The 21-year-old Londoner and the fleet of six screenwriters (Watts and his writing partner Christopher Ford, the Horrible Bosses duo of Jonathan Goldstein and John Francis Daley, joke specialist Chris McKenna, and TV veteran Erik Sommers) properly sketch a plausible 15-year-old Peter Parker characterized with a canonical inferiority complex stoked by rejection and inadequacy. Holland expresses those traits as self-inflicted stress and pressure and leaves out the wimpy, whiny, and flaky angst of his Spider-Man predecessors. His style of pluck and mettle for this character is a breath of fresh air.
LESSON #1: STAY IN SCHOOL-- During your sophomore year of high school, you likely were not fighting crime with superpowers and letting your academic brilliance excel at a specialty STEM-focused high school. You were probably wondering how to make friends and get noticed by your crushes. Peter Parker still does the latter too. In fact, his life needs more of that right now than globetrotting superhero battles interning with the Avengers.
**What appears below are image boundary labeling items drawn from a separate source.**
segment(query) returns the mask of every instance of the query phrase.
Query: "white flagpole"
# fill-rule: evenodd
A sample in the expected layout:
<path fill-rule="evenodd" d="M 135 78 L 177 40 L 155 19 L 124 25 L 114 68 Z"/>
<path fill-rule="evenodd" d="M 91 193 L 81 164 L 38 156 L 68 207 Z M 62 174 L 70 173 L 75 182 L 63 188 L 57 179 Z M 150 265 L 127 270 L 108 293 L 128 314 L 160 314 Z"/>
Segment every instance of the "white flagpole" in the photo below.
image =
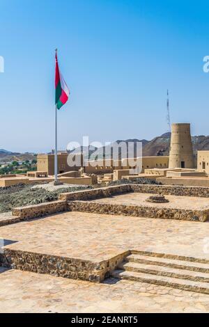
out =
<path fill-rule="evenodd" d="M 54 151 L 54 183 L 57 183 L 57 109 L 55 104 L 55 151 Z"/>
He should be a kid first and that includes putting in the proper time in learning with people his own age.
LESSON #2: A KID’S ENTHUSIASM OF HEROISM-- The youthful vibe of Holland and Spider-Man: Homecoming is infectious. Peter has clearly watched The LEGO Movie where every experience with his powers is awesome. Who can blame him? The way he geeks out for every heroic achievement and chivalrous victory shows his unending spirit.
LESSON #3: REPRESENT THE LITTLE GUY-- One of the best qualities about Peter’s adolescent verve is that it is tied to his borough of Queens. Other than a big sequence in Washington, D.C., Spider-Man is a small-time and fallible superhero-in-training who is still learning what he can do and who he can be. Until Peter Parker fully matures to put the “Man” in his codename, the best benefactors of his help are the locals and fellow blue-collar people closest to him.